輸入原材料価格の高騰が韓国企業の収益圧迫
(韓国)
ソウル発
2021年11月08日
韓国の全国経済人連合会(全経連、日本の経団連に相当)は11月1日、原材料の輸入価格の高騰(注1)が企業の収益性に与える影響などの分析結果を公表した。
過去の経済危機〔アジア通貨危機(2000年1~3月)、リーマン・ショック時(2010年1~3月)〕と比較しても、最近の原材料輸入価格の上昇率は高い水準にある。ドルベースの輸入物価指数を基に、新型コロナウイルス禍での原材料価格の推移を比較したところ、2021年7~9月の原材料価格上昇率は前年同期比60.8%と、アジア通貨危機時の57.8%やリーマン・ショック時の39.8%よりも高かった。
全経連では、韓国企業に及ぼす影響について、原材料輸入物価上昇分の半分を製品価格に転嫁し、残りの半分を企業が吸収すると仮定し、企業の収益性などへの影響を分析した(注2)。この結果、新型コロナ禍以前の5年間(2015~2019年)平均で5.2%だった韓国企業の売上高営業利益率は、原材料価格上昇の影響で1.8ポイント押し下げられ、3.4%になった。また、製品価格への転嫁により消費者物価は1.6ポイント(大企業分が1.0ポイント、中小企業分が0.6ポイント)上昇する結果となった。

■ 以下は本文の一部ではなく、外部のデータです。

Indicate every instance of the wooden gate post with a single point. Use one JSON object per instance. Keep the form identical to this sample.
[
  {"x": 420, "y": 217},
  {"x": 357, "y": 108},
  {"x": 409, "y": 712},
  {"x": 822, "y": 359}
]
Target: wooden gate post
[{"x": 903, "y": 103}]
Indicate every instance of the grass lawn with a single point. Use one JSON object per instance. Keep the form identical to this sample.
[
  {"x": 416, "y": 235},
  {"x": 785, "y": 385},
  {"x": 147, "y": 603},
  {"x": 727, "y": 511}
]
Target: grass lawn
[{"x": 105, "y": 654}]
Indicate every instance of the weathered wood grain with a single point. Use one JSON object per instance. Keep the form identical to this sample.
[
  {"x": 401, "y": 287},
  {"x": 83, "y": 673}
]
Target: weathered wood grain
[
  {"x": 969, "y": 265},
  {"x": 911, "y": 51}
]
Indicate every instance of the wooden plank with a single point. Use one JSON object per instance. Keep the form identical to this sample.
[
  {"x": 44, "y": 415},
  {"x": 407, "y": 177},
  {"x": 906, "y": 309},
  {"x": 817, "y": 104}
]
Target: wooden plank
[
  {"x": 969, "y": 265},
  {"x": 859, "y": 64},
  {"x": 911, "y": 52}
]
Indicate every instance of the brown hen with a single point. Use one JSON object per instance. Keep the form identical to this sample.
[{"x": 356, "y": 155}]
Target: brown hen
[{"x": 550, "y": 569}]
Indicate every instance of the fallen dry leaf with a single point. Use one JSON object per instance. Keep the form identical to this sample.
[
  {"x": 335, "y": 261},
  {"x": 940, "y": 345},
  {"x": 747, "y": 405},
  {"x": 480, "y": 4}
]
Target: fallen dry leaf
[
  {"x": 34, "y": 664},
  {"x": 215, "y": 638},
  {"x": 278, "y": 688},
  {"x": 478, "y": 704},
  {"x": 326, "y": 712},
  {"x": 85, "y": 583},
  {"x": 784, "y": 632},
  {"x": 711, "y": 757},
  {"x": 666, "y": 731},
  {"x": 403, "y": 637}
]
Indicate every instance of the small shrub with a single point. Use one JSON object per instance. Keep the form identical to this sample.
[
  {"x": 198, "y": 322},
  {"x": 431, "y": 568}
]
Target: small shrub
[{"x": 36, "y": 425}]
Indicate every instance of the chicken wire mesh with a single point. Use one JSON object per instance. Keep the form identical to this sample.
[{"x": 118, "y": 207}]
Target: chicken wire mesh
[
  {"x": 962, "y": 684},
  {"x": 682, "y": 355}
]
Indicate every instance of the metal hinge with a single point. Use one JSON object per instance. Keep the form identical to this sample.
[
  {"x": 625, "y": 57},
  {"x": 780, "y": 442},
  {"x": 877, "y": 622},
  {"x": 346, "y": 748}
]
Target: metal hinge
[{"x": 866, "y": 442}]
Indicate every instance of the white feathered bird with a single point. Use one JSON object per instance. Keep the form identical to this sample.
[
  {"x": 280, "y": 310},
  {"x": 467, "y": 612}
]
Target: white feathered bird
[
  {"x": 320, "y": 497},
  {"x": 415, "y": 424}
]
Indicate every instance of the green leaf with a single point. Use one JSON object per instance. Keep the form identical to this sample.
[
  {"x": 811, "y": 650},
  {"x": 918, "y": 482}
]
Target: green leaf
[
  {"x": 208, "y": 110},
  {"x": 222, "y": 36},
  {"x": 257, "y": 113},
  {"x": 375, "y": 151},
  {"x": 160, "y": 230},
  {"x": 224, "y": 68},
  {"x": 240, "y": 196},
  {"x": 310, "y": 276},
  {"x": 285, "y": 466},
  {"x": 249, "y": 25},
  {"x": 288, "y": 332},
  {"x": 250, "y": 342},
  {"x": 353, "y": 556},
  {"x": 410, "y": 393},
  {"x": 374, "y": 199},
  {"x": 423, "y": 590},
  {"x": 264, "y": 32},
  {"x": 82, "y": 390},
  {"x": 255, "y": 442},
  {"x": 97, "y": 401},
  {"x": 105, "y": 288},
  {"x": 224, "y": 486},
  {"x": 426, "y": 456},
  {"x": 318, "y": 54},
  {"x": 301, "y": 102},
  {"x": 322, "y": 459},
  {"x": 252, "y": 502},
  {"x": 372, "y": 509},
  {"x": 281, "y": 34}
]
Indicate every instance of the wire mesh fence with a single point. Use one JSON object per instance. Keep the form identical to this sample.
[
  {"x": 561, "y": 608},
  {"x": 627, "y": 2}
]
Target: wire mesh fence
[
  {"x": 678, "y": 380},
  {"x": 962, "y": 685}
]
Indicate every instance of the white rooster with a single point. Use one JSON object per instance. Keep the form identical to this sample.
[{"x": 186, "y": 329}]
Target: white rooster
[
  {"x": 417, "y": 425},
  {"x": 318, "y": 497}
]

(注1)国際原油価格の場合、2021年9月までに米国原油価格指標(WTI、現物)が1バレル75.03ドル(2020年4月は同15.06ドル)、ドバイ原油(現物)が75.90ドル(同20.83ドル)、ブレンド原油(現物)が78.77ドル(同20.66ドル)に上昇。
(注2)2021年1~9月の原材料輸入物価上昇率は前年同期比32.3%(韓国通貨ウォンベース)。